TableGPT: Towards Unifying Tables, Nature Language and Commands into One
GPT
Liusheng Zha,Jing Zhou,Liyao Li,Rui Wang,Qi Huang,Shiwen Yang,Jing Yuan,Chang-bao Su,Chun‐Zhu Li,Ay Su,Tao Zhang,Chen Zhou,Kaizhe Shou,Miao Wang,Wenying Zhu,Guoshan Lu,Chao Ye,Yali Ye,Wentao Ye,Yiming Zhang,Xiaolei Deng,Jiucheng Xu,Haobo Wang,Gang Chen,Jingjin Zhao
DOI: https://doi.org/10.48550/arxiv.2307.08674
2023-01-01
Abstract:Tables are prevalent in real-world databases, requiring significant time and effort for humans to analyze and manipulate.
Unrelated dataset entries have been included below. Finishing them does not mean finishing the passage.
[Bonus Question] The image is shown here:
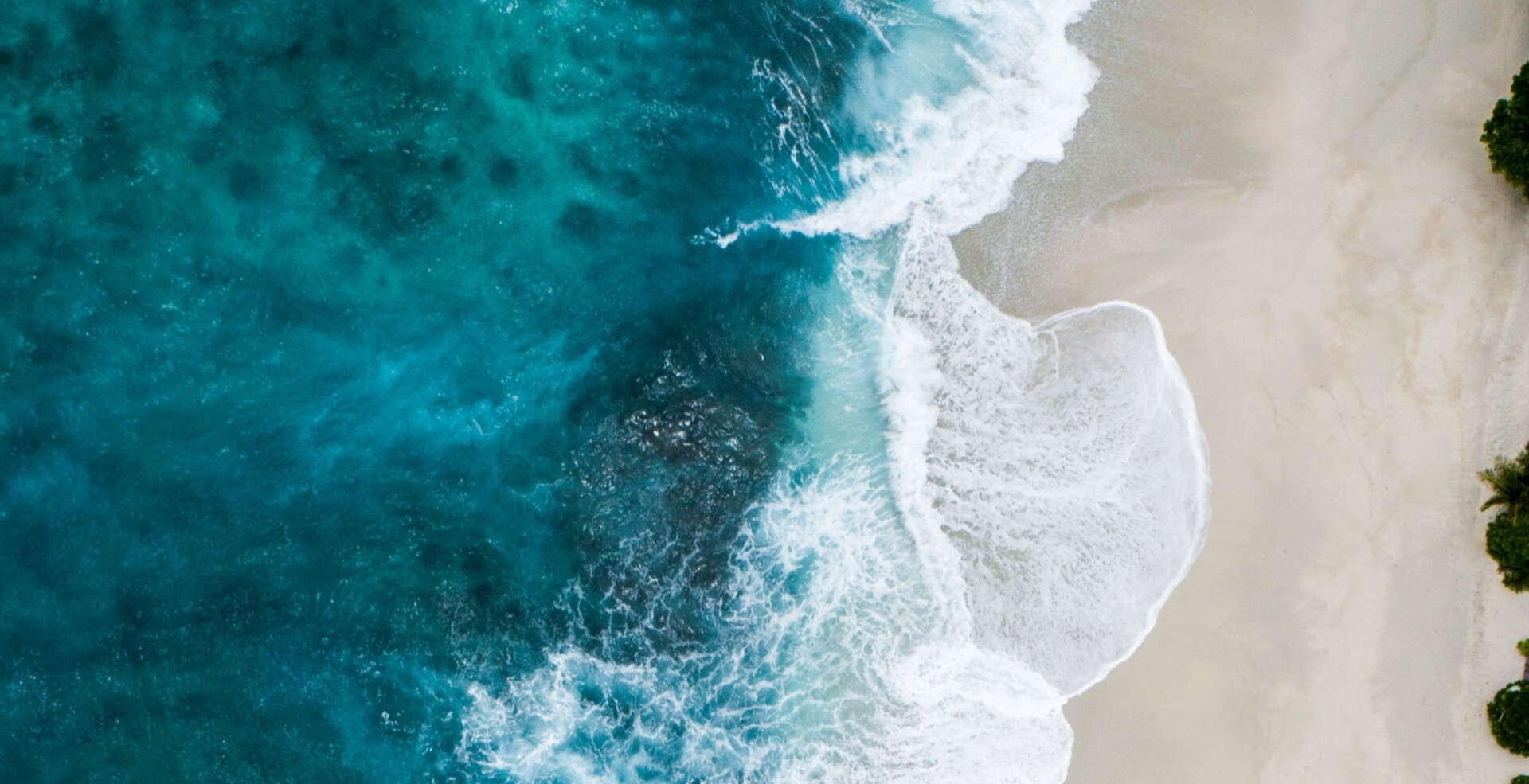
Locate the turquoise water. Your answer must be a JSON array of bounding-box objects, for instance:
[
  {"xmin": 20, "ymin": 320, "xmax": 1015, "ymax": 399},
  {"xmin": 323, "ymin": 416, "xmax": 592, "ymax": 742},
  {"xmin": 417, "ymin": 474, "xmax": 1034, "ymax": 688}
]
[
  {"xmin": 0, "ymin": 0, "xmax": 1205, "ymax": 784},
  {"xmin": 0, "ymin": 0, "xmax": 864, "ymax": 782}
]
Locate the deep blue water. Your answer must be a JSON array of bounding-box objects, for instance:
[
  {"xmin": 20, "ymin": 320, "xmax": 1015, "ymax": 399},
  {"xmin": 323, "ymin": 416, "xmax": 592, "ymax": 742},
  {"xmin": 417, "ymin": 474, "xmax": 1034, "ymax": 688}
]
[{"xmin": 0, "ymin": 0, "xmax": 867, "ymax": 784}]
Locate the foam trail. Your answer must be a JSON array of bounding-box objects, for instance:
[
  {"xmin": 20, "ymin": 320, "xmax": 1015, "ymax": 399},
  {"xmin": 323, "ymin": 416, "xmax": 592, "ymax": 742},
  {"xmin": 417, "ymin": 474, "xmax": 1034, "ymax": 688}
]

The advancements in large language models (LLMs) have made it possible to interact with tables using natural language input, bringing this capability closer to reality. In this paper, we present TableGPT, a unified fine-tuned framework that enables LLMs to understand and operate on tables using external functional commands. It introduces the capability to seamlessly interact with tables, enabling a wide range of functionalities such as question answering, data manipulation (e.g., insert, delete, query, and modify operations), data visualization, analysis report generation, and automated prediction. TableGPT aims to provide convenience and accessibility to users by empowering them to effortlessly leverage tabular data. At the core of TableGPT lies the novel concept of global tabular representations, which empowers LLMs to gain a comprehensive understanding of the entire table beyond meta-information. By jointly training LLMs on both table and text modalities, TableGPT achieves a deep understanding of tabular data and the ability to perform complex operations on tables through chain-of-command instructions. Importantly, TableGPT offers the advantage of being a self-contained system rather than relying on external API interfaces. Moreover, it supports efficient data process flow, query rejection (when appropriate) and private deployment, enabling faster domain data fine-tuning and ensuring data privacy, which enhances the framework's adaptability to specific use cases.